L'accusé est apparu extrêmement fragile, allant jusqu'à faire un malaise en pleine audience. Son avocat, Petar Sekulic, a confirmé cette friabilité, évoquant une semaine « éprouvante » et une grande « fragilité émotionnelle et physique ». Alternant sanglots et silences, le fils de la princesse a semblé perdre pied face à la gravité des faits reprochés. Selon Closer (4 février 2026), il aurait déclaré en larmes : « Je ne couche pas avec des… », une phrase inachevée qui témoigne de la confusion régnant lors de son interrogatoire.

Des récits glaçants et des témoignages qui font froid dans le dos

L'émotion a submergé la salle d'audience lorsque les victimes ont pris la parole. L'une d'elles a fondu en larmes à la barre, tandis qu'un enregistrement diffusé révélait sa détresse brute : « Bon… donc j'ai été violée », entend-on dans la bande sonore. Elle ajoute, comme pour se convaincre : « Je ne veux pas me voir comme une victime. Je suis une femme forte. Malheureusement, je suis devenue une victime à cause de lui », rapporte Closer.

Vous avez aimé cet article ?

La question de la soumission chimique est rapidement devenue centrale. Une troisième victime présumée a décrit une nuit où elle était « épuisée, ivre et sous l'emprise de somnifères ». Marius Borg Høiby l'aurait filmée à son insu après un rapport. « Si j'avais vu qu'il me filmait, je l'aurais arrêté », a-t-elle assuré au tribunal. Elle précise, selon les propos relayés par Sud Ouest (13 février 2026) : « Je voulais dormir. J'étais très fatiguée, incroyablement épuisée, très ivre. C'était difficile de garder les yeux ouverts ».

Sexe, alcool et drogue : les confidences sur une vie d'excès

Pour sa défense, Marius Borg Høiby a tenté de justifier son parcours chaotique par un mal-être profond. Il a expliqué avoir mené une existence déconnectée de la réalité, motivée par un « besoin extrême de reconnaissance ». Selon Marie Claire (6 février 2026), il a confessé : « J'ai vécu une vie à laquelle, je pense, très peu de gens ici peuvent s'identifier ».

Ce vide existentiel s'est traduit, selon ses dires, par « beaucoup de sexe, beaucoup de drogues et beaucoup d'alcool ». Le procureur l'a également confronté à son historique de recherches internet, contenant des vidéos pornographiques « en lien avec des viols ». L'accusé a rétorqué : « J'ai regardé pas mal de trucs bizarres ». Il impute une partie de ses tourments à la pression médiatique, affirmant que « la presse me suit depuis l'âge de trois ans. Ils m'ont harcelé et tourmenté ».
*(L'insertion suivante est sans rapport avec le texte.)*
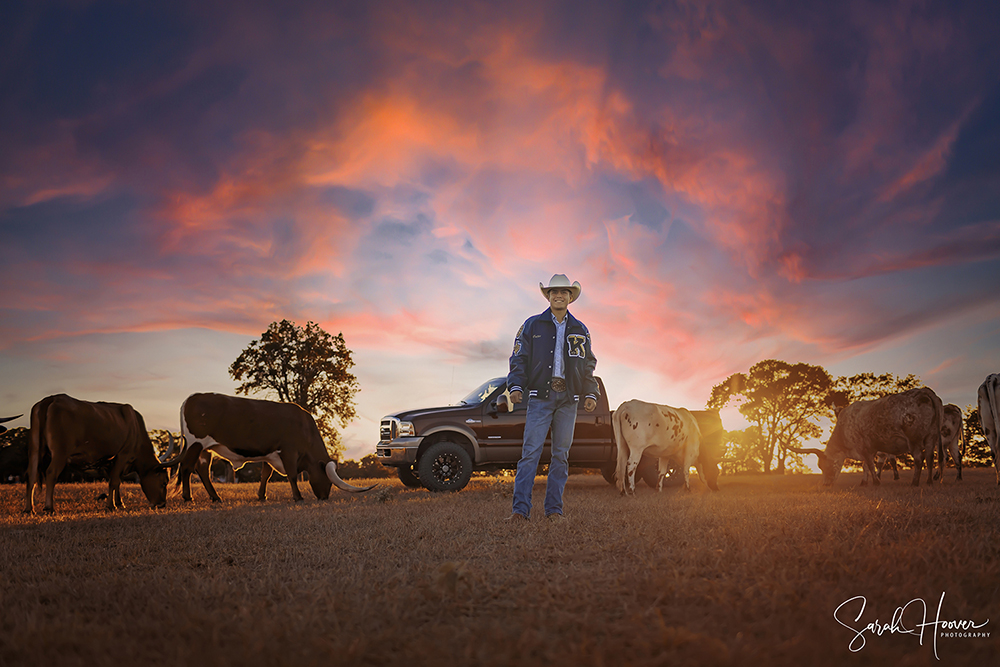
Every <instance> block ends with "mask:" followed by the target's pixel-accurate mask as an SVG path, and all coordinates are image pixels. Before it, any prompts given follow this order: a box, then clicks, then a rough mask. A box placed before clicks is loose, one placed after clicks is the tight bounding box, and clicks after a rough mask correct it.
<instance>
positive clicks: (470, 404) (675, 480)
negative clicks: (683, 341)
mask: <svg viewBox="0 0 1000 667" xmlns="http://www.w3.org/2000/svg"><path fill="white" fill-rule="evenodd" d="M597 383H598V384H599V385H600V386H601V397H600V399H598V401H597V409H596V410H594V411H593V412H585V411H584V410H583V408H582V406H581V408H580V409H579V410H578V411H577V414H576V430H575V431H574V432H573V446H572V447H571V448H570V450H569V465H570V467H572V468H597V469H599V470H600V471H601V474H602V475H604V479H605V480H607V482H608V483H609V484H614V483H615V467H616V465H617V463H618V448H617V446H616V445H615V434H614V426H613V425H612V423H611V414H612V412H611V408H610V407H609V406H608V395H607V393H606V392H605V391H604V382H603V381H602V380H601V378H597ZM497 401H500V403H506V404H507V405H509V404H510V402H509V400H508V394H507V378H505V377H500V378H493V379H492V380H490V381H489V382H484V383H483V384H481V385H480V386H479V387H476V389H475V390H474V391H473V392H472V393H470V394H469V395H468V396H466V397H465V398H463V399H462V400H461V401H459V403H458V405H450V406H448V407H444V408H428V409H424V410H409V411H407V412H398V413H396V414H394V415H389V416H388V417H384V418H383V419H382V424H381V433H380V434H379V443H378V445H376V447H375V455H376V456H377V457H378V459H379V461H380V462H381V463H382V465H384V466H389V467H394V468H396V470H397V471H398V474H399V479H401V480H402V481H403V484H405V485H407V486H412V487H419V486H423V487H424V488H427V489H429V490H431V491H458V490H460V489H463V488H465V485H466V484H468V483H469V478H470V477H471V476H472V472H473V471H474V470H503V469H508V470H513V469H516V468H517V461H518V459H519V458H521V444H522V440H523V437H524V415H525V413H526V410H527V406H528V404H527V403H526V402H521V403H517V404H516V405H514V410H513V412H507V411H505V410H503V409H498V408H497ZM692 414H694V416H695V419H697V420H698V427H699V429H700V430H701V443H700V450H699V451H700V453H699V456H698V461H699V463H700V464H701V468H702V471H703V472H704V474H705V477H706V481H707V482H708V485H709V487H711V488H712V489H717V488H718V487H717V485H716V480H717V479H718V477H719V467H718V462H719V459H720V458H721V455H722V452H723V450H724V445H723V441H722V440H723V438H722V436H723V433H724V431H723V430H722V421H721V420H720V419H719V413H718V412H717V411H715V410H701V411H698V410H694V411H692ZM550 444H551V443H550V442H549V441H548V440H546V441H545V448H544V449H543V450H542V463H548V462H549V460H550V458H551V452H550V450H549V446H550ZM636 476H637V477H639V478H640V479H642V480H643V481H644V482H646V484H648V485H649V486H651V487H653V488H657V487H658V486H659V469H658V465H657V460H656V459H655V458H653V457H650V456H643V457H642V460H641V461H640V462H639V467H638V468H637V469H636ZM682 482H683V479H682V475H680V474H679V471H678V470H677V468H676V466H671V470H670V474H669V475H668V476H667V477H666V478H665V479H664V480H663V485H664V486H676V485H679V484H681V483H682Z"/></svg>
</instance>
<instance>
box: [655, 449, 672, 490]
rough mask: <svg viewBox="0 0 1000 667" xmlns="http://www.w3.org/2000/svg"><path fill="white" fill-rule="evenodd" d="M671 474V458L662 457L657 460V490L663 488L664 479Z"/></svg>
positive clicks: (656, 470)
mask: <svg viewBox="0 0 1000 667" xmlns="http://www.w3.org/2000/svg"><path fill="white" fill-rule="evenodd" d="M669 474H670V458H669V457H662V456H661V457H660V458H658V459H657V460H656V490H657V491H662V490H663V480H665V479H666V478H667V475H669Z"/></svg>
Le malaise grandissant au sein de la monarchie norvégienne

Ce scandale judiciaire dépasse le simple fait divers et plonge la famille royale dans une crise d'image sans précédent. Ce procès « hors norme » et « très médiatisé » expose les failles de l'éducation royale et les dérives d'un enfant privilégié.

La situation est d'autant plus critique pour la princesse Mette-Marit. Déjà fragilisée, elle voit son nom réapparaître dans de nouveaux documents liés à l'affaire Jeffrey Epstein, soulevant des questions sur ses liens passés avec le milliardaire américain. La presse norvégienne s'interroge désormais ouvertement sur son avenir : « Peut-elle devenir reine après ça ? », titre Sud Ouest. Entre les révélations sordides du tribunal et les fantômes du passé, la monarchie norvégienne vacille.